Hass lässt sich durch kein Argument entkräften
In der Bibel wird der Neid an mehreren Stellen verurteilt, beginnend in der Erzählung von Kain und Abel. Reinhard Haller ergänzt: „Seit dem 6. Jahrhundert gehört er im Christentum zu den sieben Hauptsünden. Im Islam gilt Neid als schlechte Eigenschaft, die zu Unheil und Tod führen kann. Der Hinduismus sieht im Neid ein nicht akzeptiertes Karma, das der Welt der Kasten entgegensteht.“ Der römische Philosoph Seneca (1 – 65 n. Chr.) warnte: „Nie wird einer glücklich sein, den das größere Glück eines anderen wurmt.“
Und der deutsch-jüdische Philosoph Hermann Cohen interpretiert den Hass als „verhärteten Neid“. Neid sei aber leichter zu bekämpfen, weil er häufig einen Grund habe, während sich Hass als „eine elementare Gewalt außerhalb der sittlichen Überlegung“ darstelle. Deshalb lasse sich Hass durch kein Argument entkräften, so Cohen. Aber was ist Neid überhaupt?

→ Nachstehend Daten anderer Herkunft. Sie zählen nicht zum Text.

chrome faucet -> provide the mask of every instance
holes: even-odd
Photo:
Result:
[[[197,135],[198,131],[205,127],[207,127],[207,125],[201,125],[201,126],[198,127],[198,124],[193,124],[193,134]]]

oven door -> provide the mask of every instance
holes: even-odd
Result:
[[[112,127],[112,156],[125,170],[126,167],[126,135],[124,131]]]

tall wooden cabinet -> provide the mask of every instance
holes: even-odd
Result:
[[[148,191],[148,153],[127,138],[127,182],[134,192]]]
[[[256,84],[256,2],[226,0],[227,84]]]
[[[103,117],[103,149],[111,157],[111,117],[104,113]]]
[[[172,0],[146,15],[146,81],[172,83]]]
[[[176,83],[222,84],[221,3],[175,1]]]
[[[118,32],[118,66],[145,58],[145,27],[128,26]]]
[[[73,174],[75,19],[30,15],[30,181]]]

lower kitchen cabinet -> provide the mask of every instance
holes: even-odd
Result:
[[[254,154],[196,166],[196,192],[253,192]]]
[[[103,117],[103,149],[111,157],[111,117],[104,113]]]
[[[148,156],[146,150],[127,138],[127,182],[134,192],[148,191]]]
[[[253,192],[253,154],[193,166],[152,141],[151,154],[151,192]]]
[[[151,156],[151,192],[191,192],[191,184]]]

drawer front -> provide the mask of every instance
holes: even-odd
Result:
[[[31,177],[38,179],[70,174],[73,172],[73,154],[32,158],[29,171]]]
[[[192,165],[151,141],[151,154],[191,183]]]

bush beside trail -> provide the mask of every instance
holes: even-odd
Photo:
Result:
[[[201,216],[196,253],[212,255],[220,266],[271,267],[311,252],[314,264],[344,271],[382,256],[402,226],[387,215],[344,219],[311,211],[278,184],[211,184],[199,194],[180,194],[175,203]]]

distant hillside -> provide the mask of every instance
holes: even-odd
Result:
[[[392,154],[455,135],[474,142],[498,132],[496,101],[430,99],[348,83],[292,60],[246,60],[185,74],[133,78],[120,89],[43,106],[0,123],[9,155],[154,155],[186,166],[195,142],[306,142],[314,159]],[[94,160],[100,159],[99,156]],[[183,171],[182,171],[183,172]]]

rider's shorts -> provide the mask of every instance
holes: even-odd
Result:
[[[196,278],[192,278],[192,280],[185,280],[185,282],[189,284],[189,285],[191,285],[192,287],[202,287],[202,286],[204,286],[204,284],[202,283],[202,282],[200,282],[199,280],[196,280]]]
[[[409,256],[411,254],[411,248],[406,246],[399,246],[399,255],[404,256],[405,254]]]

Reinhard Haller erläutert: „Nach der psychologischen Definition ist er eine menschliche Emotion, die sich innerlich auf Besitz, Eigenschaften oder etwas anderes beziehen kann, was einen anderen Menschen in seiner Individualität auszeichnet.“
Narzisstische Störungen führen häufig zu Hass
Elementar ist die Unterscheidung zwischen dem konstruktiven und dem auch als Missgunst bezeichneten destruktiven Neid. Reinhard Haller erklärt: „Im ersten Fall kann der Neid den Betroffenen anspornen, sich selbst zu verbessern und so zu werden, wie es der Beneidete ist, bestenfalls ihn gar zu übertreffen.“ Bei der Missgunst hingegen will man die Leistungen des Besseren schmälern, ihn herunterholen von dem Sockel, auf den man ihn gestellt hat, und nach Möglichkeit niedermachen.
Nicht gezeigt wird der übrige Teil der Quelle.